Not sure what the fear of coil over plug ignition is. They are much better in water or mud because the system is sealed, and it cleans up the passenger side of the engine a bit since you don't have plug wires. My 2000 wrangler has been through a lot in its lifetime and still has the original coilpack.
 
Didn't they switch from HP front diff to LP front diff in 00 or 01?
 
Keep in mind, HP R&P is stronger when you're driving forward, LP R&P is stronger when you're backing up. If you're trying to climb something going forward, probably 60-70% of the weight and traction are over the rear wheels. If you're trying to back up a hill or obstacle about 60-70% of the weight and traction are on the front wheels, and the LP front diff is stronger than HP. Not that any of that matters, because you will probably break a shaft or u-joint first...
 
Keep in mind, HP R&P is stronger when you're driving forward, LP R&P is stronger when you're backing up. If you're trying to climb something going forward, probably 60-70% of the weight and traction are over the rear wheels. If you're trying to back up a hill or obstacle about 60-70% of the weight and traction are on the front wheels, and the LP front diff is stronger than HP. Not that any of that matters, because you will probably break a shaft or u-joint first...
Idk about you but i dont think I've ever been like... "you know what I think I'm gonna back up this huge ledge..."
 
Idk about you but i dont think I've ever been like... "you know what I think I'm gonna back up this huge ledge..."

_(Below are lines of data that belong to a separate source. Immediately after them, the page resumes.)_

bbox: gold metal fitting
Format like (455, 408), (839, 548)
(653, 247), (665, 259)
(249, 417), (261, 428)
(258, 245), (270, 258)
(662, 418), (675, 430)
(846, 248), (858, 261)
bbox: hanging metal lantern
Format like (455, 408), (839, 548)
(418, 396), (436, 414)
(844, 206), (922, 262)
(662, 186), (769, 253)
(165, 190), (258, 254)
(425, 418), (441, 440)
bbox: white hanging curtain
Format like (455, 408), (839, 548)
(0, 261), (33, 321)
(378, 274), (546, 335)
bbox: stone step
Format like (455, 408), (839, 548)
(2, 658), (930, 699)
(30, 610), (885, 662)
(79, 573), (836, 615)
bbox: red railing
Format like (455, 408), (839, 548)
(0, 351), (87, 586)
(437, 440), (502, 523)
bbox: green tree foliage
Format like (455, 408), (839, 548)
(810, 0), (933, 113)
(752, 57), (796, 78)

True, but many times I've had the front slide down into a hole or crack and needed to use a lot of throttle to get back out of it.
 
Keep in mind, HP R&P is stronger when you're driving forward, LP R&P is stronger when you're backing up. If you're trying to climb something going forward, probably 60-70% of the weight and traction are over the rear wheels. If you're trying to back up a hill or obstacle about 60-70% of the weight and traction are on the front wheels, and the LP front diff is stronger than HP. Not that any of that matters, because you will probably break a shaft or u-joint first...

After bending 2 driveshafts and having to get them retubed, screw a LP axle on 32s and 35s!
 
Not sure what the fear of coil over plug ignition is. They are much better in water or mud because the system is sealed, and it cleans up the passenger side of the engine a bit since you don't have plug wires. My 2000 wrangler has been through a lot in its lifetime and still has the original coilpack.

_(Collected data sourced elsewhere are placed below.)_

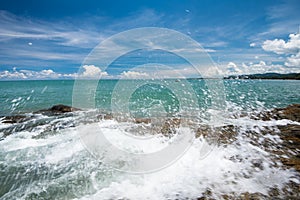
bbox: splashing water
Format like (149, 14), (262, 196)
(0, 79), (300, 199)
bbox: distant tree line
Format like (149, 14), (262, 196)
(224, 73), (300, 80)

I have no problem with a coil pack, it is just the shitty head that came on the coil pack motors in 00-01. I've had a lot of 00-01 XJs in here. Almost every single one has a cracked head.
 
91 - 94 are my favorite years. I'm partial to 94 though. 95 is nice for the air bag if you are going to street drive it. I also have a 98 and am not as happy with it as I thought I would be. The 8.25 did not get the bigger spline axles until 96 iirc. However the 8.25 xj axles are a dime a dozen. Just my .02
 
I tell everyone I know who get xjs, if you plan to wheel it, the first thing you should do is put uni body stiffeners on it!
 
You've got it backwards.
Assuming we're still talking about front axles, you've got it backwards. Feel free to quote the rest of my post :p
If you're trying to back up a hill or obstacle about 60-70% of the weight and traction are on the front wheels, and the LP front diff is stronger than HP.
 
Assuming we're still talking about front axles, you've got it backwards. Feel free to quote the rest of my post :p

I got it now. The LP is on the coast side going forward (weak side), but the drive side when going backwards. :beer:
 
I got it now. The LP is on the coast side going forward (weak side), but the drive side when going backwards. :beer:
I figgered you'd figger it out if you thought about it.